En esa trama de entuertos entre empresas del sector que, suelen encriptar sus organizaciones accionarias, (muchas veces se cruzan comprando unidades entre si), muestra una denuncia penal efectuada contra funcionarios del ministerio de Transporte de la Nación por presunta defraudación al Estado Nacional en el manejo de fondos públicos. Concretamente en el marco de compensaciones tarifarias/subsidios al transporte público, subraya el sitio Tribuna de Periodistas.
Lo cierto es que llegó un punto en donde ambas líneas funcionaban en paralelo lo cual desató una serie de acusaciones entre empresas. Rosario Guaraní emitió un comunicado donde alega ser la única prestataria legalmente habilitada para prestar servicios en esa traza y acusó a Mayo de no restituir los validadores SUBE a Nación Servicios para que estos sean instalados en las unidades de la línea 145, que no poseen dispositivos para el cobro de los pasajes. De allí en más el conflicto comenzó a escalar posiciones.

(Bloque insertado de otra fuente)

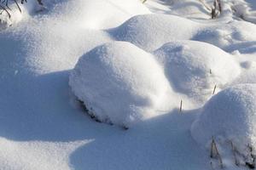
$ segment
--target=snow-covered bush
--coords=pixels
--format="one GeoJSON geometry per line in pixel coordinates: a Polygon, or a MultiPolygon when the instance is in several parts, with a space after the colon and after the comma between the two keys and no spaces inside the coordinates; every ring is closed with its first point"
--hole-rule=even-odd
{"type": "Polygon", "coordinates": [[[116,40],[154,51],[170,41],[192,38],[198,28],[199,24],[183,17],[154,14],[134,16],[109,33],[116,40]]]}
{"type": "Polygon", "coordinates": [[[215,139],[224,160],[252,166],[255,164],[255,122],[256,84],[241,84],[213,96],[193,123],[191,133],[207,148],[215,139]]]}
{"type": "Polygon", "coordinates": [[[241,71],[232,57],[216,46],[195,42],[173,42],[154,52],[172,88],[204,104],[214,86],[222,88],[241,71]]]}
{"type": "Polygon", "coordinates": [[[106,43],[82,56],[69,84],[89,114],[125,127],[157,114],[172,95],[154,57],[125,42],[106,43]]]}

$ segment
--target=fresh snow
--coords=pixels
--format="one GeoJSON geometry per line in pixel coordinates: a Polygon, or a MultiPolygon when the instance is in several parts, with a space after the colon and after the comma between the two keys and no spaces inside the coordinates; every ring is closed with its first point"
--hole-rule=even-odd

En la denuncia el más complicado es el subsecretario de Transporte Automotor, Gabriel Bermúdez, por “beneficiar a ciertas empresas del sector de Transporte con pagos indebidos y en exceso de subsidios en contra de la normativa vigente”, cita el texto. Allí se menciona a Rosario Guaraní como Nuestra Señora del Rosario SA Unión Transitoria, responsable de la nueva Línea de transporte 145.
Dicha adjudicación, según la presentación, "se encuentra controvertida y cuestionada administrativa y judicialmente por MAYO SATA, la que era permisionaria de idéntico servicio en la línea 141, ilegítimamente caducada también por las autoridades de Transporte” La línea 141 recorría originalmente del Barrio Piedrabuena y Puente La Noria a Plaza Italia, que dicho sea de paso absorbió el recorrido de la 36 -ex empresa Mariano Moreno-, los mostazas, por su color característico, que iba de Villa Celina a Plaza Italia.

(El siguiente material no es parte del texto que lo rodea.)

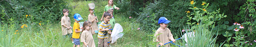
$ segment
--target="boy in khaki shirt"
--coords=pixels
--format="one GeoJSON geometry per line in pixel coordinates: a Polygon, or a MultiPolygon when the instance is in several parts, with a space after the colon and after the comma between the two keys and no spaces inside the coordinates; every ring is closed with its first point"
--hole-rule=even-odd
{"type": "Polygon", "coordinates": [[[72,43],[74,43],[73,38],[72,38],[72,27],[70,26],[71,22],[69,16],[69,10],[64,9],[62,10],[64,16],[61,17],[61,30],[62,30],[62,35],[63,38],[66,38],[66,37],[70,38],[72,41],[72,43]]]}
{"type": "Polygon", "coordinates": [[[167,24],[171,22],[171,21],[168,20],[167,18],[164,17],[161,17],[159,18],[158,20],[158,24],[160,24],[160,26],[156,31],[155,33],[154,36],[156,38],[154,38],[155,40],[154,41],[155,42],[160,42],[158,44],[157,44],[157,46],[163,46],[164,47],[170,47],[169,44],[168,44],[166,46],[163,45],[163,44],[167,43],[170,41],[169,40],[173,41],[173,42],[175,42],[175,40],[173,38],[173,35],[171,32],[169,28],[167,28],[167,24]],[[158,36],[156,35],[162,33],[158,36]]]}
{"type": "MultiPolygon", "coordinates": [[[[91,8],[89,8],[89,11],[90,12],[90,14],[88,15],[88,20],[92,22],[92,27],[93,28],[94,30],[93,31],[94,32],[93,32],[93,33],[98,33],[99,28],[98,28],[98,25],[97,23],[98,21],[96,20],[96,19],[98,19],[97,16],[95,16],[94,14],[95,14],[93,13],[93,9],[91,8]]],[[[94,35],[94,34],[93,34],[93,35],[94,35]]]]}

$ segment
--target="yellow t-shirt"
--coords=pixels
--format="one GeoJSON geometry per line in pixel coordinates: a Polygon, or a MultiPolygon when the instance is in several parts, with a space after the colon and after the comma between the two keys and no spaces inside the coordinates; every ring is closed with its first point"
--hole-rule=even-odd
{"type": "Polygon", "coordinates": [[[72,38],[75,39],[79,39],[79,37],[80,36],[80,32],[76,33],[75,31],[76,29],[77,30],[77,31],[80,31],[80,26],[79,26],[79,23],[75,22],[74,23],[74,26],[73,26],[73,30],[74,32],[73,32],[73,35],[72,35],[72,38]]]}

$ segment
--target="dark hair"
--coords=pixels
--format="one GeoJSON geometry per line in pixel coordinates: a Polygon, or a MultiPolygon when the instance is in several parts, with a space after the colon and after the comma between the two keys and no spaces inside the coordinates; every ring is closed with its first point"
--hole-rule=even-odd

Cuando lo tuvo Mayo cercenó toda la franja Floresta-Parque Avellaneda, ahora repuesto por la 145 Rosario Guaraní con un ramal que denominan C "Por Olivera", de mala frecuencia y visible principalmente de lunes a viernes. A su vez fueron denunciados funcionarios de la Comisión Nacional de Regulación de Transporte por falta de control suficiente de las condiciones de prestación del servicio de la línea 145.
Por su parte, la compañía del grupo Zbikoski aseguró, en el comienzo de la disputa que tocó a los trabajadores que “Mayo deberá responder por los daños y perjuicios que ocasione a la UT adjudicataria de la línea 145″ y disparó contra “las empresas de transporte que están detrás de esta verdadera rebelión y afrenta a la autoridad administrativa”, en un tiro por elevación al gerenciamiento de Mayo por parte del Grupo DOTA a través de la Empresa San Vicente.